Some questions you might want to consider would be:

What sorts of problems should a non-customer legitimately be reporting?

Which non-customers should be reporting such things? Affected individuals? Other network operators (as defined by who?)? CERTs? Law enforcement?

What channels should be used for such contacts? Phone? E-mail? INOC-DBA? Where should the contact information be published and who should have access to it?

How should identity of callers be determined?

Also, note that lots of solutions to many of these problems have already been tried at various times with varying degrees of success, and that some of them are working fairly well. You'd probably do better to build on existing systems and practices than to start from scratch.

-Steve

Joe_Abley1 · September 2, 2006, 1:38am

A long time ago, I was a backbone engineer at 6461. There was one particular 6461 customer who ran online games, and whose customers were encouraged to submit noc tickets to 6461 every time they had an issue with network performance.

This resulted in a lot of tickets. Gamers being their naturally twitchy selves, though, there were lots of times when we got really early notice of problems that monitoring hadn't picked up and which weren't reported by anybody else until much later (if at all).

So, there is *some* benefit in accepting tickets from non-customers and churning them through the support process, even if it's not especially cheap to do.

Joe

Per_Gregers_Bilse1 · September 2, 2006, 2:56am

You're absolutely right, but your struggle is uphill. Some considerable
time ago my "XO" (James Aldridge) had a big hand in RFC2142, but in spite
of it being Standards Track and otherwise receiving universal approval,
real uptake was patchy. In fact, in spite of most peering contracts (which
started to emerge at the time) being very specific about listing 24*7
problem resolution contact information, any issues beyond the truly banal
required one to resort to private, carefully maintained lists of names
and telephone numbers, many of which were gleaned from business cards
(just about the only useful thing to come out of Finance & Administration)
exchanged at NANOG meetings.

Has anything changed since then? Probably not ... Vive le NANOGue!

Probably, in fact, increasingly dense interconnectivity between
especially upper level providers has outright masked the absence of
out-of-band communication, and a truly catastrophic routing problem
could well separate the Net. If a really huge problem were to occur
these days, could you expect to be able to email somebody about it?

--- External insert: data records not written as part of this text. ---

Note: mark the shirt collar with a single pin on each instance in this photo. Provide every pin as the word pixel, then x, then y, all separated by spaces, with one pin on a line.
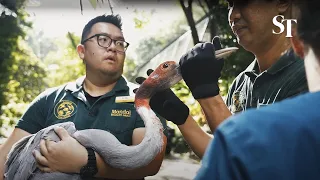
pixel 285 60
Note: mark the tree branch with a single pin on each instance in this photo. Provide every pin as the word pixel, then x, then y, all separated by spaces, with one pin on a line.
pixel 111 8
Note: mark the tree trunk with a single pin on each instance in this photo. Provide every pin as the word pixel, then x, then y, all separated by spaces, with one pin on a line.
pixel 189 15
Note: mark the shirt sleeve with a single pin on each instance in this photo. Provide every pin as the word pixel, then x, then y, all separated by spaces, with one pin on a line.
pixel 218 163
pixel 300 86
pixel 34 117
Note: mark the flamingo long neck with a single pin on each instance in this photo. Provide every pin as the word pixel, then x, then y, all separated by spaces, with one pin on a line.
pixel 120 155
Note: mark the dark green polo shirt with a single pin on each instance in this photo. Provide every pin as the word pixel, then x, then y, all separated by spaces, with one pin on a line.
pixel 251 89
pixel 68 103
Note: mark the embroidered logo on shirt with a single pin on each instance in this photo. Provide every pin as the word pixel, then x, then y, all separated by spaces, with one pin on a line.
pixel 124 113
pixel 65 109
pixel 238 102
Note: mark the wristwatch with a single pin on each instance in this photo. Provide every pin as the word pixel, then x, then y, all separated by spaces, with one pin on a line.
pixel 90 169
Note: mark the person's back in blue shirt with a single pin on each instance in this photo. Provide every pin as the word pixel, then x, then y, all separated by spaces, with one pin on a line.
pixel 279 142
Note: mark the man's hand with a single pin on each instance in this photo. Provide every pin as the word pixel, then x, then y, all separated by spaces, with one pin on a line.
pixel 67 155
pixel 201 69
pixel 167 104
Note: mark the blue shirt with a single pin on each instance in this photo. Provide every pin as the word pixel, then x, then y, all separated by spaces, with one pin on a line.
pixel 277 142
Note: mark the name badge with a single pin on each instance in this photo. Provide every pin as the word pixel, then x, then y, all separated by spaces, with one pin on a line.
pixel 124 99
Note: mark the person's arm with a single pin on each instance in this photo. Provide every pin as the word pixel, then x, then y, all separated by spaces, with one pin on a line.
pixel 215 110
pixel 196 138
pixel 218 162
pixel 106 171
pixel 15 136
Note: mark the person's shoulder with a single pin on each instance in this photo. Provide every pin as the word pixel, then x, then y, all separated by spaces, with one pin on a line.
pixel 53 91
pixel 285 117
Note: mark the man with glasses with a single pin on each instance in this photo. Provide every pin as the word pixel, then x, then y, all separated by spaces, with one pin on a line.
pixel 89 102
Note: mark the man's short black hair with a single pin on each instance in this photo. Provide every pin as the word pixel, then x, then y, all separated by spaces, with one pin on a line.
pixel 308 22
pixel 112 19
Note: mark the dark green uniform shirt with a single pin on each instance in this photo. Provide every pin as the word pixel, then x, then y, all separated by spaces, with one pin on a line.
pixel 286 78
pixel 69 103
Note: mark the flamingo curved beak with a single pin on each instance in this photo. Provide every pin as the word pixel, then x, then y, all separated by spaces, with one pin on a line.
pixel 223 53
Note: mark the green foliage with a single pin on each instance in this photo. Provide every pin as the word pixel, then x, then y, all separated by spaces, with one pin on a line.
pixel 21 77
pixel 64 64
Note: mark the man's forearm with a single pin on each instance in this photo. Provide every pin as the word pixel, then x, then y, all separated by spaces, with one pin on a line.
pixel 197 139
pixel 215 111
pixel 106 171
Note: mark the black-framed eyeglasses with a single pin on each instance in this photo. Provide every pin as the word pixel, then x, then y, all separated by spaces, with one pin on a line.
pixel 105 41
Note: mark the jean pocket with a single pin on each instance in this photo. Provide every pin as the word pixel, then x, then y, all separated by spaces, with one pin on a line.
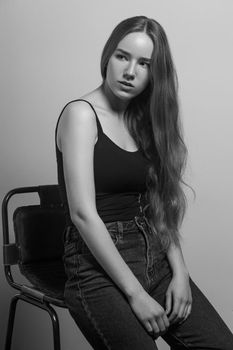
pixel 84 249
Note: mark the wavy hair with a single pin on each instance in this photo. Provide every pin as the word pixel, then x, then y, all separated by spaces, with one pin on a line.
pixel 154 122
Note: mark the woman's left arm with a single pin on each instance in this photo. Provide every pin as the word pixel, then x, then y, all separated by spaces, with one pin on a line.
pixel 178 295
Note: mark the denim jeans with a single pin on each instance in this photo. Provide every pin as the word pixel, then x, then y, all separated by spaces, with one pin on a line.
pixel 101 310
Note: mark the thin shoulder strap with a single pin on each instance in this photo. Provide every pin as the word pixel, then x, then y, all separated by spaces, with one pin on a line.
pixel 80 99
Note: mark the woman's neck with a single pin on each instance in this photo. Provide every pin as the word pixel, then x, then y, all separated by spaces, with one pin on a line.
pixel 112 102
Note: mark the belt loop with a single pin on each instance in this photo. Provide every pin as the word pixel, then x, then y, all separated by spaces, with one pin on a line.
pixel 120 228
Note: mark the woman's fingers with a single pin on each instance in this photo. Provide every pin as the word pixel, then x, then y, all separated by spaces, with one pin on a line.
pixel 178 311
pixel 188 311
pixel 168 303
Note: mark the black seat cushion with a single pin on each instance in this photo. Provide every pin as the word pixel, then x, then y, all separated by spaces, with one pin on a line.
pixel 48 277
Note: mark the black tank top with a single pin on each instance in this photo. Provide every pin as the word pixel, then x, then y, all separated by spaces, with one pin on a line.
pixel 120 178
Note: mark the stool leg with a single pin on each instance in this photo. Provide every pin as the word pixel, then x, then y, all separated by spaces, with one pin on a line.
pixel 11 319
pixel 56 330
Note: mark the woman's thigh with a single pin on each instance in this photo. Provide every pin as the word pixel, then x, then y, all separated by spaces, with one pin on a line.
pixel 203 329
pixel 98 306
pixel 106 320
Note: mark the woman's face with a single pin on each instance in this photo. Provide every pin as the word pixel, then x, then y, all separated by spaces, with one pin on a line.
pixel 127 72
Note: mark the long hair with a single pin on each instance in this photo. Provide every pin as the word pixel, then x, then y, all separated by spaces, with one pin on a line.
pixel 153 120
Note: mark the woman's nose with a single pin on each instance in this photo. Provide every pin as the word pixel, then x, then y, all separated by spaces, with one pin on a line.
pixel 129 72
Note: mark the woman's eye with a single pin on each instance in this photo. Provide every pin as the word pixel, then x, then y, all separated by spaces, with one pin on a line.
pixel 121 57
pixel 144 64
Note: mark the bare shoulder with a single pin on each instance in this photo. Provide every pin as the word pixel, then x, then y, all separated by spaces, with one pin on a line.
pixel 77 116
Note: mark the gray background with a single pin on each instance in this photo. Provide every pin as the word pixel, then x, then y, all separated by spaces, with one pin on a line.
pixel 50 53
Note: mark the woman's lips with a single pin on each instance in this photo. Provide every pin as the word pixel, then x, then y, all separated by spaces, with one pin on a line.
pixel 126 84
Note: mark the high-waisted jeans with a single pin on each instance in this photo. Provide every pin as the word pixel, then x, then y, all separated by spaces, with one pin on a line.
pixel 101 310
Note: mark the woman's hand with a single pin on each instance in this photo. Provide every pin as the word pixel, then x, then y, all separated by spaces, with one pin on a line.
pixel 178 298
pixel 151 314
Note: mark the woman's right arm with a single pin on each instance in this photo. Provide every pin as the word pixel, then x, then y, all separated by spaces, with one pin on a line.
pixel 77 133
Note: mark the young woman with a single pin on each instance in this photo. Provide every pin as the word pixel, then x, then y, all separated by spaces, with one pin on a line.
pixel 120 157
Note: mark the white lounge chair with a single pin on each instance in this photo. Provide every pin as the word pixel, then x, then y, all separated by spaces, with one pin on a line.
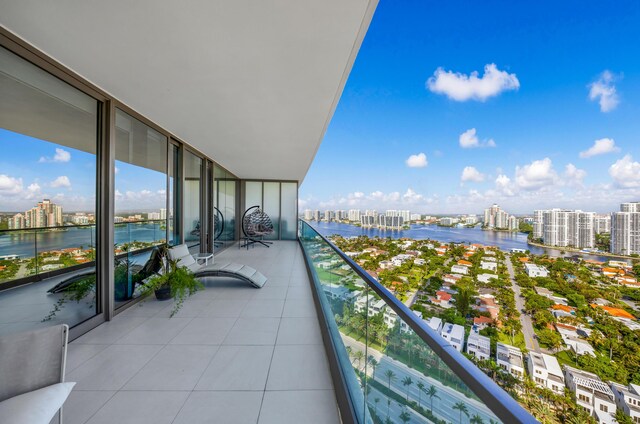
pixel 32 368
pixel 181 254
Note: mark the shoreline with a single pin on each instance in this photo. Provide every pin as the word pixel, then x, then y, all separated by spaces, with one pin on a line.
pixel 574 250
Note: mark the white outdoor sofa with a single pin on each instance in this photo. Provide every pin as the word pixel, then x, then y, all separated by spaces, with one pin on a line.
pixel 243 272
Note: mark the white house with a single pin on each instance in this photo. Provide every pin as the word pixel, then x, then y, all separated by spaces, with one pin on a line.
pixel 546 372
pixel 510 359
pixel 627 399
pixel 459 269
pixel 591 393
pixel 479 346
pixel 340 292
pixel 390 318
pixel 454 334
pixel 435 323
pixel 374 307
pixel 534 270
pixel 486 278
pixel 489 266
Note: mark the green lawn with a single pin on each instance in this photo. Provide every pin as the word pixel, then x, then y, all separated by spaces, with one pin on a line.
pixel 518 340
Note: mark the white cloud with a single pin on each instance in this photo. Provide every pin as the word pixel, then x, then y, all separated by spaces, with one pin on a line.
pixel 417 161
pixel 10 185
pixel 61 181
pixel 574 175
pixel 600 147
pixel 60 156
pixel 470 173
pixel 625 172
pixel 504 185
pixel 537 174
pixel 461 87
pixel 605 92
pixel 469 140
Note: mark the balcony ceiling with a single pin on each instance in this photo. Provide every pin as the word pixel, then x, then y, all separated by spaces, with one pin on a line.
pixel 251 83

Probably not, in fact. Maybe RFC2142 should be revived and turned
into something much more extensive and formal?

-- Per

Sean_Donelan · September 2, 2006, 5:46am

I think you omitted at least one other option.

Contact your own ISP, i.e. the provider you pay, and report the problem. You make the choice how much support you want to pay for when you select your provider, including what type of inter-provider contacts they maintain. Your own provider can confirm who you are, knows your history
about reporting problems, perform preliminary diagnostics and sectionalization to confirm a problem exists, maintain contacts to the next provider in the chain, etc. Other ISPs are more likely to recognize
the reputation of an ISP they maintain a relationship than random callers.

If you want high touch support, your provider will probably charge you a high price. Other people may be prefer a low price and are satisfied with
that service, as apparent by the other customer not opening a trouble ticket with their ISP. The Internet does not have uniform service levels, nor uniform pricing for any level of service.

This method seems to work better in other industries with customer contacts, e.g. you call your credit card company about problems not
the merchant's credit card company, you call your shipping company
about problems not the transit carriers a package may have traversed,
you call your telephone company about problems dialing another telephone number not other phone companies, and so forth.